The past two years I've started toying with that lens of "Just in Case" vs "Just in" Time". Found it to be super helpful to manage some sanity and a balance of doing intellectual masturbation - impactful output. Thought out loud here [1]
Info (or technically: data) hoarding is me trying to seek control and reduce uncertainty, I devour and gather just in case I need it. It's just a security blanket. I'm just armoring up and ammo-ing up. While I can actually afford to be more JIT in the state of the internet and all the infocomm technology now. As long as I know what is possible and a rough sense of where to find it, I'll be fine. But of course this goes against the way human is wired.
Now I try to train myself to do a quick mental check for random pieces of information I come across: Do I need this now?
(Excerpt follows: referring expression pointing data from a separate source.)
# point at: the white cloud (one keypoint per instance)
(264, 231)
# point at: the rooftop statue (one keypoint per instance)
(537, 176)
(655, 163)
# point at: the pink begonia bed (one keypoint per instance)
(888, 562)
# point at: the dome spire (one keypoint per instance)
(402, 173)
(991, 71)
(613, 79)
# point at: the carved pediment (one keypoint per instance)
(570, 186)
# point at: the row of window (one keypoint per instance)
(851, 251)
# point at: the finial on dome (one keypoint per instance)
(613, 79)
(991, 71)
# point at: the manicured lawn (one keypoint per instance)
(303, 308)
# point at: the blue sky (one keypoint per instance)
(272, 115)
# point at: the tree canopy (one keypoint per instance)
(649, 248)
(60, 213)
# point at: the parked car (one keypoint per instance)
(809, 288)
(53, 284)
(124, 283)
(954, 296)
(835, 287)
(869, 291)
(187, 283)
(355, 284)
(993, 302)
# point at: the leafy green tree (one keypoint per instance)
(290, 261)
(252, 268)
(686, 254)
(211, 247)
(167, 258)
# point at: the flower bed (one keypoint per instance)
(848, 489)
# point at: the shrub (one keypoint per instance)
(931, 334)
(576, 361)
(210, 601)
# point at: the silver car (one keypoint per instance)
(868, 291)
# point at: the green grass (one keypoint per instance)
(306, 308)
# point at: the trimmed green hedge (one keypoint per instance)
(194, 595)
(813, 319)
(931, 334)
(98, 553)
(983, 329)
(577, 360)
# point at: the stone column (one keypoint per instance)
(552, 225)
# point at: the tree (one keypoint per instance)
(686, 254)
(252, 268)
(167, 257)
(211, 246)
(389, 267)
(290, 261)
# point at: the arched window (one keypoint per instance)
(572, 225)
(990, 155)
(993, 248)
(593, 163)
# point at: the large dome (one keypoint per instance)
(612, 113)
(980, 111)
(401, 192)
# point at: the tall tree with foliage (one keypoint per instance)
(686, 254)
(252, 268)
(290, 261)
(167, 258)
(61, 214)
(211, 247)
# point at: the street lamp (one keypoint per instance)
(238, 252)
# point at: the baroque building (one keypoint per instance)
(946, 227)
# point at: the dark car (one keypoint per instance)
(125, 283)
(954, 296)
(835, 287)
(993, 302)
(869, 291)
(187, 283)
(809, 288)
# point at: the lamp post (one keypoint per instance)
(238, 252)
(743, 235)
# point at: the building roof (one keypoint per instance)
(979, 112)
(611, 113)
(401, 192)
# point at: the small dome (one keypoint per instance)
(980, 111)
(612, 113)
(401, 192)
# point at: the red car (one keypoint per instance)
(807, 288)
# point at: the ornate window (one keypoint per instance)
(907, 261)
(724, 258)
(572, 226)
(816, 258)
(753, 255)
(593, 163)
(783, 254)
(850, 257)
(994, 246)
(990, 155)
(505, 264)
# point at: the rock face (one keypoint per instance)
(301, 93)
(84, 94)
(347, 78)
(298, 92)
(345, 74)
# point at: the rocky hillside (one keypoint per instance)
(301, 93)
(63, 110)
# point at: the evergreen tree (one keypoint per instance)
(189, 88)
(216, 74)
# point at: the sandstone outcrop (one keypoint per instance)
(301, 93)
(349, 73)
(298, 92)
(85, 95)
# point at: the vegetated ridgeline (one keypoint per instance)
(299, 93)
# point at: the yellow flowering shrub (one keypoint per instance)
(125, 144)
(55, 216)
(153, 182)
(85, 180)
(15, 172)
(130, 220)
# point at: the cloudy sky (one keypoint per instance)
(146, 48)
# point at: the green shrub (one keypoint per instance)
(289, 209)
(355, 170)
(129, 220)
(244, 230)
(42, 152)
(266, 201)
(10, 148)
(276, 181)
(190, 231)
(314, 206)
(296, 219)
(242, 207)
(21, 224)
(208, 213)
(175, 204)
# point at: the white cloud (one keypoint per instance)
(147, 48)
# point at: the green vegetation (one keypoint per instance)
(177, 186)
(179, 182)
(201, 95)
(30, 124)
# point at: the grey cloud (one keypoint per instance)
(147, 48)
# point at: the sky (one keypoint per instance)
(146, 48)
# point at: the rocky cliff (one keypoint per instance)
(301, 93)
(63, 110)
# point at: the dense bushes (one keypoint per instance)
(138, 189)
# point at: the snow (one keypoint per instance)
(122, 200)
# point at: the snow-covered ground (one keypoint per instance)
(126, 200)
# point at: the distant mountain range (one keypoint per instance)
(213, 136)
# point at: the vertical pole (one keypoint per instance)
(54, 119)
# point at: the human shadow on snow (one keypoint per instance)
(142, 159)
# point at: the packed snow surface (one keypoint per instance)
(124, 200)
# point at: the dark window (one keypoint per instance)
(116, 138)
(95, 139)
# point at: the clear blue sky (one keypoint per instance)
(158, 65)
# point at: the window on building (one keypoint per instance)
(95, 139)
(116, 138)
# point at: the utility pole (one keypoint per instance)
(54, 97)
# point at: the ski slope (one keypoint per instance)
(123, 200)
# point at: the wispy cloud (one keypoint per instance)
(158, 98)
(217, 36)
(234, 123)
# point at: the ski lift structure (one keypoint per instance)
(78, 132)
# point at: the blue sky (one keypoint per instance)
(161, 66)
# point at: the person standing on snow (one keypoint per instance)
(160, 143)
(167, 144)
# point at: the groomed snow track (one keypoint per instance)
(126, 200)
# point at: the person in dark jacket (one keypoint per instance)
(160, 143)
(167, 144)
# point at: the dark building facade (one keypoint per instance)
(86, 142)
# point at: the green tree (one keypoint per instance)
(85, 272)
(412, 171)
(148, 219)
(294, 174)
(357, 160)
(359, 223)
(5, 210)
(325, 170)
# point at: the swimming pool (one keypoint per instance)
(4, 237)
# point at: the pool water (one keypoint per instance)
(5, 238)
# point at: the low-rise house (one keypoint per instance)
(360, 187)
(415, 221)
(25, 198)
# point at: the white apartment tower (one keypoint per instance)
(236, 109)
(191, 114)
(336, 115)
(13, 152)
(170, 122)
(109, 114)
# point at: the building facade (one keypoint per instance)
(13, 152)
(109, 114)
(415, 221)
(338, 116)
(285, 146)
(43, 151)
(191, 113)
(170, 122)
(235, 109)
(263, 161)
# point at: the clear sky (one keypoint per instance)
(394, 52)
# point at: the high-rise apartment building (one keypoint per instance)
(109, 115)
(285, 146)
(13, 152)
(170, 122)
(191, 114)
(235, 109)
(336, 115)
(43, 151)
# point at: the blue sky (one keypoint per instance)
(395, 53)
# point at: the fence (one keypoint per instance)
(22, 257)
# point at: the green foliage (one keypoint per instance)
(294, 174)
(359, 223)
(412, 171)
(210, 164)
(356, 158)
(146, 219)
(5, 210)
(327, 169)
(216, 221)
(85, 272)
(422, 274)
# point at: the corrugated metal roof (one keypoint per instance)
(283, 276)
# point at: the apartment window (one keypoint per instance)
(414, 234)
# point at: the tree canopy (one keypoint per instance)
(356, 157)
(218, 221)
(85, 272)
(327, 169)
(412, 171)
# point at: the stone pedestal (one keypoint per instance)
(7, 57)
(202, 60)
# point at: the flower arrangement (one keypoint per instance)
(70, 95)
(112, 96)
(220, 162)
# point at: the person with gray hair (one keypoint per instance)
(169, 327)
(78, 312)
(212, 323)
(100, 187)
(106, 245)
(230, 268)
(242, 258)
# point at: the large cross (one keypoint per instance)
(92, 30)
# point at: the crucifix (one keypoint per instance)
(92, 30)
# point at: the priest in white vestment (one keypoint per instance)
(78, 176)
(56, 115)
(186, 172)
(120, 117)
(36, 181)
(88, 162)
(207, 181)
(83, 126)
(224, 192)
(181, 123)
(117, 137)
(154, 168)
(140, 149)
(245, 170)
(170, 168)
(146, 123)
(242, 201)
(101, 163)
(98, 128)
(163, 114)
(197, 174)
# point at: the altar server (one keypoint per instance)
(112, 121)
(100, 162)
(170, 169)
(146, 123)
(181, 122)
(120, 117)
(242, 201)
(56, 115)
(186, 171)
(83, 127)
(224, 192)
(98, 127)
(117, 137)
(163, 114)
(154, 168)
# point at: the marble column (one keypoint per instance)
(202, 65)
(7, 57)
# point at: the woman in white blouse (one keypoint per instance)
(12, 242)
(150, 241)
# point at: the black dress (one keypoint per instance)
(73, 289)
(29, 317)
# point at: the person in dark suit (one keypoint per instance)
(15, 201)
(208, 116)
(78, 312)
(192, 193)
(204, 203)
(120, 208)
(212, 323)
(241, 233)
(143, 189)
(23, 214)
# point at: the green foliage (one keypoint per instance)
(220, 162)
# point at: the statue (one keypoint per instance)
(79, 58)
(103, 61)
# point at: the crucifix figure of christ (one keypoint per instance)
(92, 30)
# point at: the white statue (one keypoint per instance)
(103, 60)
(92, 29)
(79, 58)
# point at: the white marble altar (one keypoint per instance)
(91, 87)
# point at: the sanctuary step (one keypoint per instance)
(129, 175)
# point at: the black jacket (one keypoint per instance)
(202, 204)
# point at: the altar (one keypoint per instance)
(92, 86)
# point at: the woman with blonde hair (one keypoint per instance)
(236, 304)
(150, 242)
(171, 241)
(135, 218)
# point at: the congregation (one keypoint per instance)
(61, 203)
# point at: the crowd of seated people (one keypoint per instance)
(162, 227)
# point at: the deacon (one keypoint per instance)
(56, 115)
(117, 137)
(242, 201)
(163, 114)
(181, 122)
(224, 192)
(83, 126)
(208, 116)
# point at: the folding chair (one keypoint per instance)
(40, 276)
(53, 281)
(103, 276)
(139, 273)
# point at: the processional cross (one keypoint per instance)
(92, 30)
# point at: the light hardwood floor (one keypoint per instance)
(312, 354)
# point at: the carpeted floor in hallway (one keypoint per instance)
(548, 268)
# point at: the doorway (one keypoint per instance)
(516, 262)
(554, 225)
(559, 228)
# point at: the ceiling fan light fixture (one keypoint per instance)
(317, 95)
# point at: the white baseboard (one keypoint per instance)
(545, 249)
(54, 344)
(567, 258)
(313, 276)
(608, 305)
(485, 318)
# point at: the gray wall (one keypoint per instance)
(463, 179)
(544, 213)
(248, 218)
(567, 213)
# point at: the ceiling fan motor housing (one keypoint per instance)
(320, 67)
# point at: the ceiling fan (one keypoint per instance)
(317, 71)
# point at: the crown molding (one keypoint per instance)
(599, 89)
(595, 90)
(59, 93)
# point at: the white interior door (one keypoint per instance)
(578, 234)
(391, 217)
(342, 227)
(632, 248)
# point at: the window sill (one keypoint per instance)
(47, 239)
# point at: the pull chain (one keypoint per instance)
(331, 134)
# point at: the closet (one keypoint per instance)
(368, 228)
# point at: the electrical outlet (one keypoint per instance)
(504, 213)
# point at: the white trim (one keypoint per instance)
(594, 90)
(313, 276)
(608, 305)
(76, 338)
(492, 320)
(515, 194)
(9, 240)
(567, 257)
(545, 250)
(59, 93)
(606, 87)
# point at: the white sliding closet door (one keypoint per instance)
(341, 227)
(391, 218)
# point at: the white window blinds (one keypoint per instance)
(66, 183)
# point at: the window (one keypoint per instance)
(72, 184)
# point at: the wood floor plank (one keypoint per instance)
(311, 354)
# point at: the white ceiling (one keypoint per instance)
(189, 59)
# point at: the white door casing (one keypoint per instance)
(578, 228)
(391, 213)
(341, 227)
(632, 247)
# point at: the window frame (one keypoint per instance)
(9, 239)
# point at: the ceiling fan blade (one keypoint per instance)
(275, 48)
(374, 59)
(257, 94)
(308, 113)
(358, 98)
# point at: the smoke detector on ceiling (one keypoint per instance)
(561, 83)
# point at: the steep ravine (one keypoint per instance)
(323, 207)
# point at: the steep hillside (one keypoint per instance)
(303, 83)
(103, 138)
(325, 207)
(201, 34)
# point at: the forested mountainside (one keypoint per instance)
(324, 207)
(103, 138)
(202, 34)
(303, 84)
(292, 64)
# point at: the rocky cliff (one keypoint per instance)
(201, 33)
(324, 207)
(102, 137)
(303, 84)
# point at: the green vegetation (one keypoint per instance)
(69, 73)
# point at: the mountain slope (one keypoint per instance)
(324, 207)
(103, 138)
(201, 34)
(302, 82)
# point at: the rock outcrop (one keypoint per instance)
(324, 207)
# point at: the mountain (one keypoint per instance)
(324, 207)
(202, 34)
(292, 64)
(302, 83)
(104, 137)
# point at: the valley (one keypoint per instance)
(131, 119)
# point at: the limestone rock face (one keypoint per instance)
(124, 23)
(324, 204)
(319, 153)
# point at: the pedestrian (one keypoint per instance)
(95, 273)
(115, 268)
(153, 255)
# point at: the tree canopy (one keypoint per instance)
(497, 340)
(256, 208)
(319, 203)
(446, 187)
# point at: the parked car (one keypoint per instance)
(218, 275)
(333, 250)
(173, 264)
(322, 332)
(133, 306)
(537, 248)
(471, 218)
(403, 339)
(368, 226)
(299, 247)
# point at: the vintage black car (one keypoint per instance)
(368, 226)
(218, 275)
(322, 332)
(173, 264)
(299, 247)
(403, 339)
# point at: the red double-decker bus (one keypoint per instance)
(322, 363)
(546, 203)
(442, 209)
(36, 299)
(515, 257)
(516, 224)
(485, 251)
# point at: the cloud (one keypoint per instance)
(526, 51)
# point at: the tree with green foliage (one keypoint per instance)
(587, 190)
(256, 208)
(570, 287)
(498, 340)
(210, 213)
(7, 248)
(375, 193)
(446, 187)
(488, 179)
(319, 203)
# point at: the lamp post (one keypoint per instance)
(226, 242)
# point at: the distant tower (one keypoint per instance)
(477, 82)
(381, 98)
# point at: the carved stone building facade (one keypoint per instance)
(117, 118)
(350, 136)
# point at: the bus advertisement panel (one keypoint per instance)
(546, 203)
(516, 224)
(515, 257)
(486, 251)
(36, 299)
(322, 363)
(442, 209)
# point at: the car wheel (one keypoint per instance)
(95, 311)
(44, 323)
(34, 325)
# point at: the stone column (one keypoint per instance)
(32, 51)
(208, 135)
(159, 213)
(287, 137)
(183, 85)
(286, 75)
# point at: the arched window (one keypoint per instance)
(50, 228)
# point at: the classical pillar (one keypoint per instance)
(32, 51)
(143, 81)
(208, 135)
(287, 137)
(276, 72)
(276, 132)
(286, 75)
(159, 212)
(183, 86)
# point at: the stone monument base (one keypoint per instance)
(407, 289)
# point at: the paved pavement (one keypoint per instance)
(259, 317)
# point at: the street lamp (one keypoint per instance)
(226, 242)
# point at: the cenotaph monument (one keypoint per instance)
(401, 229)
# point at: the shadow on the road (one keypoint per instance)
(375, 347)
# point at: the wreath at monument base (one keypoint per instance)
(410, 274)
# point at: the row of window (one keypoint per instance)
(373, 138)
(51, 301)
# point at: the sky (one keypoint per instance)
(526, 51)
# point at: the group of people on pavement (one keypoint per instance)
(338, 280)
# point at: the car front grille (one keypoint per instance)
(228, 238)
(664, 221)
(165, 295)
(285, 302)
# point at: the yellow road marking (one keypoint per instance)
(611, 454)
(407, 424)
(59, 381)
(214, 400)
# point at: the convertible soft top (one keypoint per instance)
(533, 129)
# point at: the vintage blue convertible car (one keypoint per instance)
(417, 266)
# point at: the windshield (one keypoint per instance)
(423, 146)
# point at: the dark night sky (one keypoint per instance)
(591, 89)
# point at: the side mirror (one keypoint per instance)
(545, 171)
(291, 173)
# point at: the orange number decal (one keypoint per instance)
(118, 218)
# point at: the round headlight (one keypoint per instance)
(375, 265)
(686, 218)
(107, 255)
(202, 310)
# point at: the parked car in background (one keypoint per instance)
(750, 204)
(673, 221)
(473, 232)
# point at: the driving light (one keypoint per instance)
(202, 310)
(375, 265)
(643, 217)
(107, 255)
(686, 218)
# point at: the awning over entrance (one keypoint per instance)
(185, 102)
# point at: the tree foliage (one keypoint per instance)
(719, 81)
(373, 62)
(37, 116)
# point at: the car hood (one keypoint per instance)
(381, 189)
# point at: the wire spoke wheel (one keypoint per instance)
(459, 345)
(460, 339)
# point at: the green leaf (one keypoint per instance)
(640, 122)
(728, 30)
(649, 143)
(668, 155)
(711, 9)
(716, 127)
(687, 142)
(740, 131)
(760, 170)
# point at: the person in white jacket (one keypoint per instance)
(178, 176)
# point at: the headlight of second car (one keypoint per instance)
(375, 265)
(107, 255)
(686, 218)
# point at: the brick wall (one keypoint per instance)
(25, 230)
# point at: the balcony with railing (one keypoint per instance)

When do I need this? Why am I interested in knowing this? Do I not know it already?
I try to recognise when something is already giving me a diminishing returns. I think a good heuristic is: when you can give a 10 minute talk about a topic to a uninitiated person, then you’ll be fine not reading this article.
My current layperson’s take is that JIC largely plays in the acquisition of Explicit Knowledge: data and information. While JIT is the process where we (are forced to) transform these into Tacit Knowledge by applying the Explicit Knowledge we have acquired.
It led me to obsess over this question: how can we enable more tools and affordances to understand our contexts to surface the right information at the right time and free our cognition from having to carry and store less relevant details?